Tuesday, October 31, 2006

LATEST IN LATE DES STENT THROMBOSIS (LDST) FROM TCT WASHINGTON 2006

Well it looks like the furor over LDST, is much ado about nothing. All the excitement and debate generated by the two papers in Barcelona in September at the WCC/ESC was more hype than fact. That that seems to be the European way. The more practical down to earth cardiologist in Europe obviously feel that there is an issue.

Remember that the Late Basket trial, which first alerted us to the problem (besides the lone crusader-Dr Renu Virmani), is from Switzerland. Then in October, the Americans took over, and boy, did they go to town with it. They had a hotline on LDST, there had a hot debate, and live seesion (to a packed audience in the main arena) with panel discussion including FDA officers, and the two world famous course directors namely Marty Leon and Greg Stone. They re-did the definitions of LDST, with cardiologist from both sides of the Atlantic, and then reanalysed the data so that there was essentially no difference in stent thrombosis, be it bare metal stents or DES. They made a point that even bare metal stents cause deaths.

Even Dr Camezind was loss for words. His only defence was that when he did his meta-analysis, the companies involved (namely Cordis JnJ, and Boston Sc) did not give their full co-operation and their raw data. He was obviously impressed with how the Americans responded to his paper at the WCC Barcelona. Well at the end of all the "hollywood fanfare" what are the facts?

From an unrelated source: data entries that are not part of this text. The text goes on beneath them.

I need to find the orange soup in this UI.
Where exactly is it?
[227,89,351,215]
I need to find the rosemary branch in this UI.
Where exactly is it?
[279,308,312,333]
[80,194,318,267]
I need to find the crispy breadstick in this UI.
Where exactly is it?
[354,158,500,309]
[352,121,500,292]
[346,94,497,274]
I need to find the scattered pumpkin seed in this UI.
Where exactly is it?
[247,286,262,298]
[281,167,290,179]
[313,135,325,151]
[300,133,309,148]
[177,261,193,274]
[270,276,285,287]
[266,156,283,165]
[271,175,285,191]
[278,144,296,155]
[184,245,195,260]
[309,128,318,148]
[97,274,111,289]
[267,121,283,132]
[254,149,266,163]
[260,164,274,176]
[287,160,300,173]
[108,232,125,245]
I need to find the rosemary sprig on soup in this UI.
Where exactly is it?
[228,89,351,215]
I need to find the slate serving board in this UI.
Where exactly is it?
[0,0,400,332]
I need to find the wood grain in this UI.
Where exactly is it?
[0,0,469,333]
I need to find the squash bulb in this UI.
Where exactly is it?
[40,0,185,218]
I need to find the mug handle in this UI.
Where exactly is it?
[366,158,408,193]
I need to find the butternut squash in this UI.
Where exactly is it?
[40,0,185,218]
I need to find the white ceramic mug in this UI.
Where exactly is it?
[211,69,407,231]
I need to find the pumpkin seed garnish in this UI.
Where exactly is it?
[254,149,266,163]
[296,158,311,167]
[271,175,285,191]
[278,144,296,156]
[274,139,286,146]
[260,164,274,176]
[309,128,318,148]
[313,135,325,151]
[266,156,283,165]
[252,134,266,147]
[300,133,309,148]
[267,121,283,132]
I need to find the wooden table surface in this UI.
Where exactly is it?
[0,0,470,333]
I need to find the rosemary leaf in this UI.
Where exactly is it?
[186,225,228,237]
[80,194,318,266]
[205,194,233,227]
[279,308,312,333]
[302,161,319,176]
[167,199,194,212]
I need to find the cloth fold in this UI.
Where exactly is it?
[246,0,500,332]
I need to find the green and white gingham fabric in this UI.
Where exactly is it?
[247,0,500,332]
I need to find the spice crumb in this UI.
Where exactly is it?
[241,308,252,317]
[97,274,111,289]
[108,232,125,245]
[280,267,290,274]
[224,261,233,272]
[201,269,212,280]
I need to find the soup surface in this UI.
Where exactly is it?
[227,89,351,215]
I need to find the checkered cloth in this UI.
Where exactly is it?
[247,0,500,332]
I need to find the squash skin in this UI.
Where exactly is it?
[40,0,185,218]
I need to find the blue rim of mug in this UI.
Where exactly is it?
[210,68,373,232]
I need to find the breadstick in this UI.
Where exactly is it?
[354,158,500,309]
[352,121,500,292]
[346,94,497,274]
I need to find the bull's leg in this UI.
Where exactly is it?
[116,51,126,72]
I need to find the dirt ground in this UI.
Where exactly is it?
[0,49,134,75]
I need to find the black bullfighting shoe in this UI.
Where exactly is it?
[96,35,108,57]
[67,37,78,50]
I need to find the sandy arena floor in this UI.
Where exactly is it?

1, It looks like there is a problem of LDST especially in patients with more complex disease, and who were not taking their plavix. 2, Bare metal stents also have this problem and patients did die from bare metal stent restenosis. 3, Taking plavix is very important, maybe for 6 months, a year, or maybe longer. 4, That the previous definition for LDST is not adequate, and we need better definitions. Definite LDST can only be diagnosed if there is clinical and angiographic evidence of stent thrombosis. Otherwise, it may only be probable or possible LDST. 5, That companies manufacturing these stents must be more transparent and forthcoming when asked for data, so that wrong opinions (like from the meta-analysis presented in Barcelona) can be avoided. 6, Stent companies will have to keep monitoring the progress of their patients longterm, watching out for these complications.

Wow, the Americans did do a very thorough job. Yet I think that the problem still remains. We clinicians must recognise that more than half our DES are placed in complex lesions not included in these nice trial data. We have to exercise alot of judgement to see when to use DES and when not to (not only on financial concerns alone). All in all, TCT Washington has tried to quell this fire of LDST, but have they succeeded. I wonder what Dr Renu Virmani and Dr Salim Yusuf, have to say to TCT Washington.